Une prise de conscience qui supprime l’opposition proche/loin pour mettre en valeur la présence dans l’absence, et qui nous invite à adopter une conception de la liberté comme responsabilité solidaire et engagement à soigner l’autre. 

Depuis une dizaine d’années, on assiste à une ivresse neo-libertine, favorisant une élaboration individualiste qui fait du libre arbitre de l’ego le sujet incontesté de l’action. 

Au fil des années, cette attitude a altéré le rôle pédagogique des parents, enseignants, éducateurs : comment faire comprendre aux plus jeunes l’importance du cadre et des limites ? Il va de soi que, dans le contexte actuel qui nous enferme chez nous, les plus jeunes (et les moins aussi) vivent chaque nouvelle contrainte avec mépris, rejet, rébellion.

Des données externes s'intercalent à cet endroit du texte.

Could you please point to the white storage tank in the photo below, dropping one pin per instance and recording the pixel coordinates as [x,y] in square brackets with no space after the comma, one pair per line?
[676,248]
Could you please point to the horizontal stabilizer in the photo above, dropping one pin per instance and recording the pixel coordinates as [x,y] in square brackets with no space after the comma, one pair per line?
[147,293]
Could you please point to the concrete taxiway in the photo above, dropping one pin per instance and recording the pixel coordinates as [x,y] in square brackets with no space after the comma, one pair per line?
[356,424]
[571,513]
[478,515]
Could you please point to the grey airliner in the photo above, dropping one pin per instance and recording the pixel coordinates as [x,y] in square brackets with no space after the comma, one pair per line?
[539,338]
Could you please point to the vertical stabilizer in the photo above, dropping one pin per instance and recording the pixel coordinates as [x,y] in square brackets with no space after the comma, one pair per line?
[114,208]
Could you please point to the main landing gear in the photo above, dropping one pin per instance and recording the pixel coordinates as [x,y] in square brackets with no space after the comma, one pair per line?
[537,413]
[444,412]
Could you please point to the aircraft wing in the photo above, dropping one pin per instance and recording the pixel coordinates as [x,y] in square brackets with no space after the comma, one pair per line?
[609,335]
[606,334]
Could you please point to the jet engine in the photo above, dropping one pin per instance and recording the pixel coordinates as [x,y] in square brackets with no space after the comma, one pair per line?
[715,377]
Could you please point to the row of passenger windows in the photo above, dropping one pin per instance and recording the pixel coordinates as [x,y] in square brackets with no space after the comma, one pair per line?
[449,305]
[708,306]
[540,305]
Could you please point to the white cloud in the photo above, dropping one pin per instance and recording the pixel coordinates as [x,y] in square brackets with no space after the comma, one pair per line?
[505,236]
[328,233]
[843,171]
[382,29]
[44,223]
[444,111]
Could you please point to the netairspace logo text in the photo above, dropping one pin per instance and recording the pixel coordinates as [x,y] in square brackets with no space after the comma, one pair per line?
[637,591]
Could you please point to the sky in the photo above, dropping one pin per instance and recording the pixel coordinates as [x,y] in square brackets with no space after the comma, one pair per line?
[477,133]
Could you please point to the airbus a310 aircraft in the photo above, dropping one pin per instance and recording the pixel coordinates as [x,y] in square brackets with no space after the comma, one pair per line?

Le psychanalyste rappelle qu’il existe une différence substantielle entre liberté et libération, entre liberté et la prétention égoïste. D’ailleurs, Massimo Recalcati propose de revenir à une conception plus authentique de la liberté comme responsabilité sociale et solidarité collective qui respecte et protège la vie de l’autre.

Parallèlement, cette pandémie a tellement chamboulé notre existence que le virus Covid s’est avéré être un traumatisme. Un traumatisme qui nous a dépourvus de toute connaissance, démunis et totalement incapables de concevoir l’événement en lui-même. Avec quelles conséquences ? 

Massimo Recalcati revient à la personne déprimée telle qu’on la connaît depuis les atroces faits historiques qui ont marqué le XX siècle pour en mettre en évidence un aspect nouveau. Avant cette pandémie, la personne déprimée était le plus souvent celle qui vivait dans son passé, entre regrets et remords, et qui n’arrivait plus à s’intégrer à la société. Aujourd’hui, la situation actuelle a changé son profil : la personne déprimée devient celle qui vit dans la peur de la contamination et l’angoisse qui l’empêche d’envisager l’avenir. S’il n’y a plus aucun sentiment d’avenir possible, l’existence même n’a pas de sens.

Si pendant la première vague, on s’est cassé la tête en se demandant “quand pourrons-nous revenir à une vie normale ?”, au cours de la deuxième, l’interrogation révèle de la résignation et de l’angoisse récurrente. 

Pourtant, on a tous un rôle à pouvoir jouer dans cette épreuve, bien que cela demande du courage : le courage de se positionner. Le psychanalyste propose deux personnages littéraires qui pourraient inspirer notre choix avec leurs attitudes de résistance et de résilience. 

La première correspond à l’attitude existentielle de ceux qui décident de rester près de ceux qui ont été les plus touchés et s’en occuper. Car, même quand il n’y a plus aucun espoir de guérison, on peut toujours rester au près de la personne mourante et prendre soin d’elle.

“Il n’y a pas de mort plus atroce que la mort anonyme dans la solitude”, affirme le psychanalyste, “celle qui est privée du dernier “adieu” et des funérailles. Et les morts anonymes ont été nombreuses pendant ces mois de pandémie”. À ce titre, la figure du soignant que Recalcati propose est le prêtre que l’on retrouve dans La Peste de Albert Camus.  

Si tout au début du fléau le prêtre justifie la peste et la considère comme une punition de Dieu, après plusieurs mois passés au chevet d’innocents enfants mourants, du pupitre il demande “Pardon” à la communauté et admet que le sens de ce malheur lui échappe. 

Face à l’impossibilité humaine de comprendre, l’individu ne peut assumer qu’un seul positionnement de courage. Résister est décider de rester au près de ceux qui ont été les plus touchés et qui souffrent le plus.

La deuxième figure proposée provient directement de la Bible et concerne Noé. Une fois le déluge terminé et les eaux retirées, Noé plante de la vigne (Genèse, 9 : 20), métaphore de la résilience de la vie qui ouvre à nouveau sa fenêtre sur l’avenir. 

L’appel du pape Jean-Paul II résonne ainsi comme un écho de vie qui se propage dans le vide social post-traumatique marqué par l’angoisse et l’incertitude : “N’ayez pas peur”.

Planter de la vigne signifie empêcher à la peur de nous pétrifier. Avoir des projets signifie redonner sa possibilité d’existence à l’avenir.

“Dans une période où le déluge perdure, il faut avoir le courage de semer et créer. Ceci est le plus grand don que chacun de nous peut faire à la collectivité”, conclut le psychanalyste.